1
votes

I have a table that is range partitioned on the integer representation of 3-character geohashes. I need to select multiple partitions from this table, however, the query is reading the whole table before giving me the required partitions.

Query:

WITH
  hashes AS (
  SELECT
    ['ezw',
    'ezx',
    'ezy',
    'ezz'] AS hash_list)
SELECT
  *
FROM
  hashes,
  UNNEST(hashes.hash_list) AS hash_str,
  `project.dataset.partitioned_table`
WHERE
  geohash_num = ABS(MOD(farm_fingerprint(hash_str),4000))

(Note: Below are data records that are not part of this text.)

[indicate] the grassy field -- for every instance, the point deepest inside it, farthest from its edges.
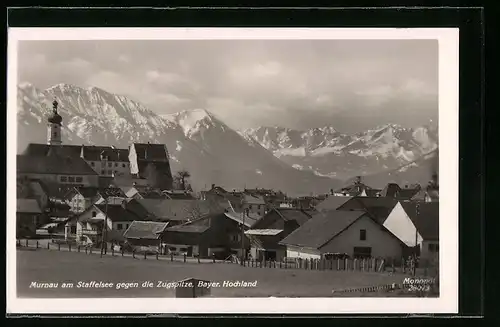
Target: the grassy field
(45, 266)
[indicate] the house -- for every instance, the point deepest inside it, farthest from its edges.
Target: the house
(145, 233)
(151, 161)
(29, 217)
(215, 234)
(332, 203)
(416, 224)
(254, 204)
(354, 233)
(173, 211)
(267, 232)
(104, 160)
(58, 169)
(88, 225)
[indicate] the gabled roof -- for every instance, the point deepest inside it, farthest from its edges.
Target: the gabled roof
(145, 230)
(53, 165)
(93, 153)
(332, 202)
(322, 228)
(427, 220)
(249, 220)
(379, 208)
(28, 206)
(151, 152)
(188, 228)
(165, 209)
(42, 150)
(390, 190)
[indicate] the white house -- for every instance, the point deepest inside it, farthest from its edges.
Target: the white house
(416, 224)
(354, 233)
(88, 225)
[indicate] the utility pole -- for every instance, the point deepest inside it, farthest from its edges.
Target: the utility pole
(104, 243)
(417, 212)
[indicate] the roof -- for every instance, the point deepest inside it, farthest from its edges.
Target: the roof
(379, 208)
(28, 206)
(249, 220)
(390, 190)
(407, 193)
(332, 202)
(93, 153)
(289, 214)
(323, 227)
(55, 164)
(252, 199)
(151, 152)
(145, 230)
(177, 209)
(188, 228)
(116, 212)
(41, 150)
(427, 221)
(263, 232)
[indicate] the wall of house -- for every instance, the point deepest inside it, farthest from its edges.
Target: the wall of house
(304, 253)
(132, 158)
(381, 242)
(401, 225)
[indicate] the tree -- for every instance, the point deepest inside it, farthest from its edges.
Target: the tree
(181, 177)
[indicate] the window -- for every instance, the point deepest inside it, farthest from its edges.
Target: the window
(433, 247)
(362, 234)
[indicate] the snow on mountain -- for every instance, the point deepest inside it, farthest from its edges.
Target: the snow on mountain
(197, 140)
(332, 153)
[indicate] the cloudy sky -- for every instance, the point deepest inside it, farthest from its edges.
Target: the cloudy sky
(351, 85)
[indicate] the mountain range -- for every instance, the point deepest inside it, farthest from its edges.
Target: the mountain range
(297, 162)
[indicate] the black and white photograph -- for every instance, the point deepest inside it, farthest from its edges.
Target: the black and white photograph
(193, 165)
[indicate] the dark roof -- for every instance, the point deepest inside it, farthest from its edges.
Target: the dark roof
(332, 202)
(93, 153)
(151, 152)
(116, 212)
(27, 206)
(53, 165)
(379, 208)
(166, 209)
(427, 221)
(145, 230)
(192, 228)
(407, 193)
(390, 190)
(321, 228)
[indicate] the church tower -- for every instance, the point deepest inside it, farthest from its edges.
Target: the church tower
(54, 125)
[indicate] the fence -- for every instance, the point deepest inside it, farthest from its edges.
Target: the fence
(348, 264)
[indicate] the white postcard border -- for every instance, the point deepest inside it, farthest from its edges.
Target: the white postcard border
(448, 178)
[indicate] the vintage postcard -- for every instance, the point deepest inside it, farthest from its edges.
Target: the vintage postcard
(174, 170)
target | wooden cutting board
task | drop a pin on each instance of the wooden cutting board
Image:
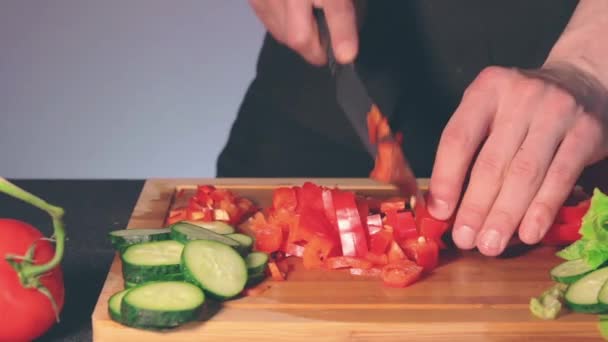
(469, 297)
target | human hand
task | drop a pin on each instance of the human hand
(534, 140)
(291, 22)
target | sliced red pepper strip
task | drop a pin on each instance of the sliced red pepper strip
(395, 253)
(285, 198)
(348, 262)
(393, 204)
(316, 252)
(422, 250)
(374, 272)
(268, 237)
(352, 236)
(379, 242)
(401, 273)
(377, 259)
(275, 272)
(405, 227)
(561, 234)
(374, 224)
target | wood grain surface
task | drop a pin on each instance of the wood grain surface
(468, 298)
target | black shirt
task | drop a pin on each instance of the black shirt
(416, 57)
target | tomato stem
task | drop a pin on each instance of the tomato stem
(28, 272)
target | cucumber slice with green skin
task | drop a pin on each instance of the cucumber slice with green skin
(570, 271)
(114, 304)
(219, 227)
(245, 242)
(121, 239)
(139, 278)
(184, 232)
(583, 295)
(256, 262)
(151, 260)
(255, 279)
(215, 267)
(129, 285)
(162, 305)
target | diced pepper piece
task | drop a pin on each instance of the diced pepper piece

The three-character geohashes are in hash_list, and abs(mod(farm_fingerprint(geohash),4000)) is how I get the numeric representation (<4000) of any geohash string.

The project.dataset.partitioned_table is partitioned on geohash_num, this column has numbers from 1 to 4000.

I would expect this query to fetch only the needed numeric partitions corresponding to the geohashes in hash_list, which would correspond to 961, 1234, 2684, 3606 but it reads all partitions before giving me the 4 needed partitions.

Does anyone have any suggestions on how to have it read only the needed partitions and not the whole table?

Clarification: This partition pruning works when I have only a single geohash,the following query reads only one partition and not the whole table, even though the where filter does not have a constant predicate :

WITH
  hashes AS (
  SELECT
    'ezw' AS hash_str)
SELECT
  *
FROM
  hashes,
  `freesolarcalc.Water_body_data.lake_geo33clustered_partitioned_dbscan`
WHERE
  geohash_num = ABS(MOD(farm_fingerprint(hash_str),4000))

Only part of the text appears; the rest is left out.